I got so much advice from friends and other mums. The problem was most of it was conflicting. Use wind drops, no don't just hold her upright for half an hour. Babywear her to sleep, no leave her to cry herself to sleep. Keep breastfeeding, no put her on formula.
I was so desperate to make my baby feel better I pretty much tried everything. I used wind drops, held her upright, did bicycle legs, kept her close, changed my diet, supplement fed with formula on occasion; amongst a list of other things. There was slight improvement but I still knew in my heart that something wasn't right.
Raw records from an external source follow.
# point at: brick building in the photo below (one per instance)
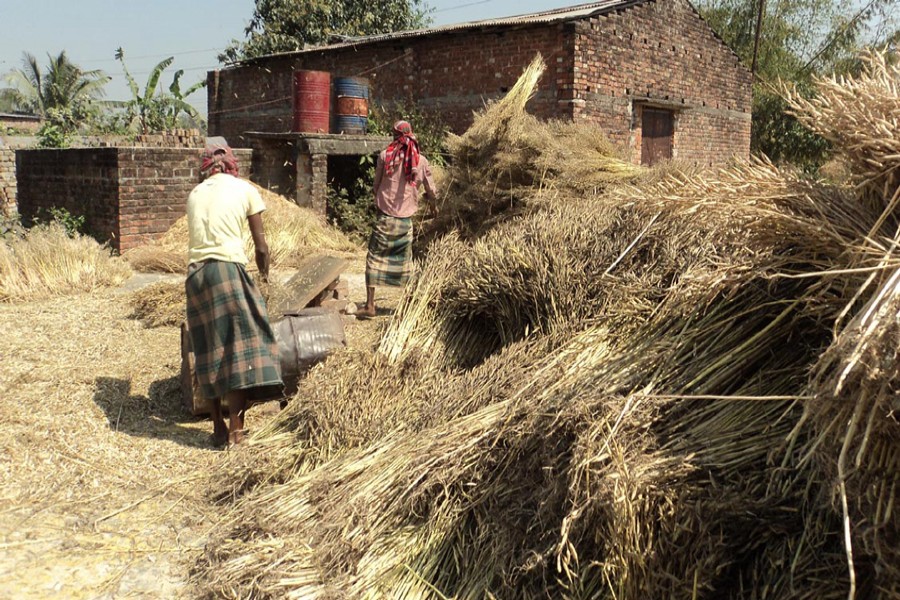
(651, 73)
(127, 195)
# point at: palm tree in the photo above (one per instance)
(62, 87)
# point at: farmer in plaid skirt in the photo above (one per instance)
(234, 344)
(400, 175)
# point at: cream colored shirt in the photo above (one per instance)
(217, 212)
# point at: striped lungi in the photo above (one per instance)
(233, 342)
(389, 261)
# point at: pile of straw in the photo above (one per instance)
(46, 262)
(683, 388)
(160, 304)
(292, 232)
(507, 153)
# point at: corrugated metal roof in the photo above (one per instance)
(557, 15)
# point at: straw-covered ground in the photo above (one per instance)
(615, 384)
(681, 385)
(102, 467)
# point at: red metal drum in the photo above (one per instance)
(312, 100)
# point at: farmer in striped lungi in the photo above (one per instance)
(234, 344)
(401, 174)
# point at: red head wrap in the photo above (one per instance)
(404, 150)
(218, 158)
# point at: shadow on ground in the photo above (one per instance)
(159, 415)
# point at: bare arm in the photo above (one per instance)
(259, 243)
(428, 180)
(379, 173)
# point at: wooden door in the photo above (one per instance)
(657, 132)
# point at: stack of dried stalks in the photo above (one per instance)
(607, 398)
(160, 304)
(507, 153)
(292, 232)
(46, 262)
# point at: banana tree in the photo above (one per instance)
(151, 111)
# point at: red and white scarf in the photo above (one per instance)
(404, 150)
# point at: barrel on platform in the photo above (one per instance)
(351, 105)
(312, 101)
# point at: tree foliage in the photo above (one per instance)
(153, 110)
(61, 88)
(290, 25)
(798, 39)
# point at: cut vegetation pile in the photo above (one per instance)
(678, 389)
(507, 154)
(45, 262)
(292, 232)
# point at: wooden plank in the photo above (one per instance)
(312, 278)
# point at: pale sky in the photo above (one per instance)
(193, 31)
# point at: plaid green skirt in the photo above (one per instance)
(233, 342)
(389, 261)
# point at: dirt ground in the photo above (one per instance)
(103, 472)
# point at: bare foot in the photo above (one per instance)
(220, 433)
(365, 312)
(236, 437)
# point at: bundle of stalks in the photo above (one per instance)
(481, 391)
(609, 398)
(860, 116)
(160, 304)
(46, 262)
(506, 152)
(292, 232)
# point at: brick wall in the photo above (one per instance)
(599, 70)
(452, 73)
(128, 196)
(663, 53)
(7, 180)
(83, 181)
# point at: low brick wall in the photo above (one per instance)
(7, 180)
(128, 196)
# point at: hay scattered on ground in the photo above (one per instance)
(47, 262)
(682, 388)
(292, 233)
(160, 304)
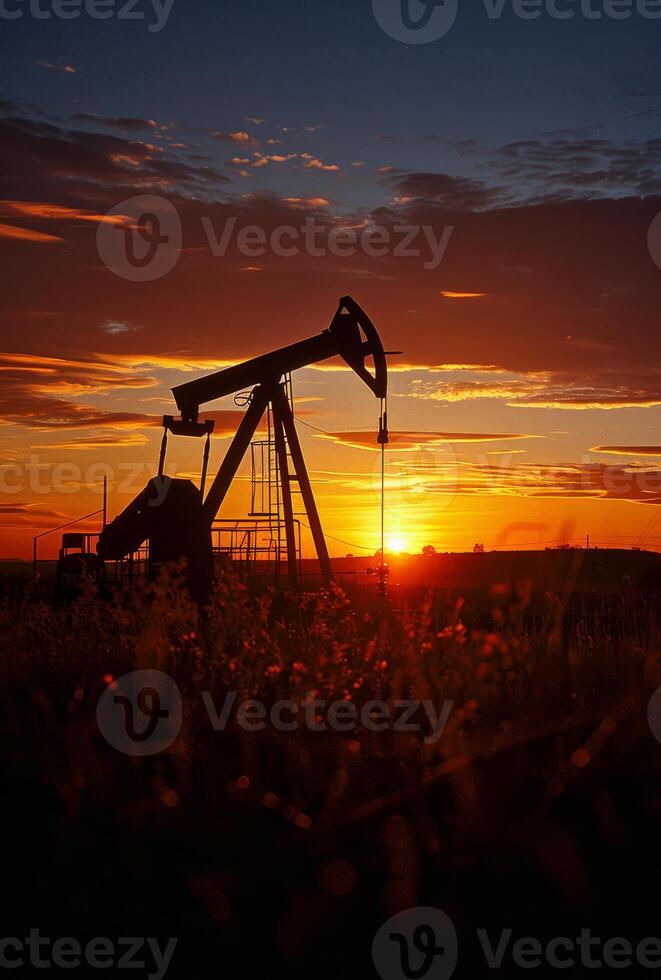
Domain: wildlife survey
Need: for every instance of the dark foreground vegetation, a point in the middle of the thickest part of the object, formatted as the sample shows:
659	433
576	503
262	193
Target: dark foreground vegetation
279	854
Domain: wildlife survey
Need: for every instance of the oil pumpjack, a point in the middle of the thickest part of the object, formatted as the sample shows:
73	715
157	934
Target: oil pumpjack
176	516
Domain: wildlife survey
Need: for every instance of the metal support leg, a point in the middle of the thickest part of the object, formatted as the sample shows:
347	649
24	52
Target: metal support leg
287	507
285	413
235	454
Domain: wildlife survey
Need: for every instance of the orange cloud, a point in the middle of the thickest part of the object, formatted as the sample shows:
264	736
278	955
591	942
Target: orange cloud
450	295
27	235
415	440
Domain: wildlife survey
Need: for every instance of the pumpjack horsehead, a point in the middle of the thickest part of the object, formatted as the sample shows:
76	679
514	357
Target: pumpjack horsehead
174	514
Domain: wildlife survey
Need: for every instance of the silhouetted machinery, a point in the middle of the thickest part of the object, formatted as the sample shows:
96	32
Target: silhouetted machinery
174	514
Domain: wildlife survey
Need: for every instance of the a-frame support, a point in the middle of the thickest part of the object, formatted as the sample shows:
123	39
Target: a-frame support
285	437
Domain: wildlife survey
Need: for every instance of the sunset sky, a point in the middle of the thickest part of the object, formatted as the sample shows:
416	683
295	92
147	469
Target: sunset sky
526	407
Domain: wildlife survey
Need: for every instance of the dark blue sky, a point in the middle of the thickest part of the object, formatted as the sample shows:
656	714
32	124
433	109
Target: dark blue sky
329	65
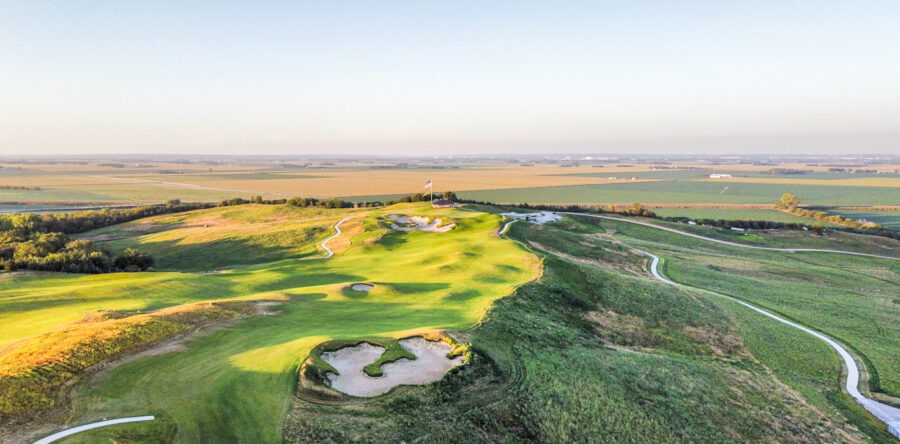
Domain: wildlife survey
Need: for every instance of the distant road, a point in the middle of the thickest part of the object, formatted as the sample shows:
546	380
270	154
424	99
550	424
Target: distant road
733	244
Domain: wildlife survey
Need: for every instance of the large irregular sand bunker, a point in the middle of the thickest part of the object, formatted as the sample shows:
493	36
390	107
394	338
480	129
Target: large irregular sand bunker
420	223
430	365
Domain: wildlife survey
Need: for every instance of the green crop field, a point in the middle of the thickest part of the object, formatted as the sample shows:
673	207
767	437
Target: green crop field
675	192
732	214
890	219
583	345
I took her to doctors on countless occasions and it felt like they kept brushing me off as an overreacting first time mum. They explained away her symptoms without ever looking any deeper to see if something was wrong. Vomiting after feeding is normal, she doesn't have reflux. She's crying because she has gas, colic isn't real. Her rash is just milk spots, its normal.
Her rash is spreading, its probably just heat rash. She hasn't got back to her birth weight, but she is gaining so we're not worried. Time after time I was brushed off, but I didn't give up. I knew something wasn't right. Even though I'd never had a baby before, my instincts were screaming at me that something else was going on.
Finally, after persisting for weeks, a paediatrician at hospital agreed with me that these weren't normal reactions for a baby to be having. It was suggested that she could have a cows milk protein allergy and she was reacting to my milk. We went onto allergy formula and she started improving straight away until one day she choked and stopped breathing after a feed. After a hospital stay it was determined she was definitely allergic to cows milk protein and was put on a specialised prescription formula. After that she was a new baby. No more vomiting, no more choking after bottles, no more rash and no more screaming. She now has regular paediatrician and dietician appointments and has a strict diet, but shes much happier.
I knew there was something wrong from the beginning and I was right. I'm so glad I trusted my instincts and persevered until we got the help we needed. I can't imagine where we'd be now if I hadn't.
Trust your mama instincts ladies, they're there for a reason.